Background The Bath Ankylosing Spondylitis Disease Activity Index (BASDAI) is a well-known surrogate for the patient's perception of disease activity, and is frequently used as an inclusion criteria for clinical trials. The BelGian Inflammatory Arthritis and spoNdylitis cohorT (Be-Giant) is a new multicentre, observational cohort in which patients with non-radiographic-axial Spondyloarthritis (nr-axSpA) and peripheral SpA, classified according to the ASAS criteria, are prospectively followed every six months.

Objectives To assess the association between patient reported outcomes and clinical examination.
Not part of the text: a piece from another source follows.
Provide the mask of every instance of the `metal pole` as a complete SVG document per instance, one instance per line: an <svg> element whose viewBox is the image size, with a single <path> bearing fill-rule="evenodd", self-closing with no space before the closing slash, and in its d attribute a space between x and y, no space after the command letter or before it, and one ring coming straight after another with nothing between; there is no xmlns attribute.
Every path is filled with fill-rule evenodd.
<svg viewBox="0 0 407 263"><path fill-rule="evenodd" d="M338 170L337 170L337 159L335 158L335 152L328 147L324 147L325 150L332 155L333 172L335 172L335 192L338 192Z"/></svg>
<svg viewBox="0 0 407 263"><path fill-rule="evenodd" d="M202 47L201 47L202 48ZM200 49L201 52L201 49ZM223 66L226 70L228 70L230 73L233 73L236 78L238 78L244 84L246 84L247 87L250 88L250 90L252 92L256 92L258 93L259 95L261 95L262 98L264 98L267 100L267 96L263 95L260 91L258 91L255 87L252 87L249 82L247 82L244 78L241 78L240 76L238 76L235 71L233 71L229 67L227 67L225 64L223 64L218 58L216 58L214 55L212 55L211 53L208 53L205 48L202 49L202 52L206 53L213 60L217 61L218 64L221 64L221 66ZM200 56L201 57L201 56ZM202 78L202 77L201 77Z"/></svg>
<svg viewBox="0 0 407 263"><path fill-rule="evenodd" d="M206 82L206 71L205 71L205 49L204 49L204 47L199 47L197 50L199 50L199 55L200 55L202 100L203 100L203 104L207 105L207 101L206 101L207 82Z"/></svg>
Methods Currently 123 newly diagnosed early SpA patients have been included. The present study describes the link between the three BASDAI questions covering physical discomfort of SpA patients and their relationship with the clinical examination as defined by swollen joint count (SJC) and modified Maastricht Ankylosing Spondylitis Enthesitis Score (MASES), including evaluation of the plantar fascia. These questions include the overall level of AS neck, back or hip pain (question 2 (Q2)); the overall level of pain/swelling in joints other than neck, back or hips (Q3) and the overall level of discomfort from any areas tender to touch/pressure (Q4). Concerning peripheral joint involvement, we defined the following groups: no swollen joints, oligoarticular (1-3 SJC) and polyarticular disease (>3 SJC). Concerning enthesitis-scores, we distinguished between involvement of the heel entheses and the more axial located entheses of the MASES.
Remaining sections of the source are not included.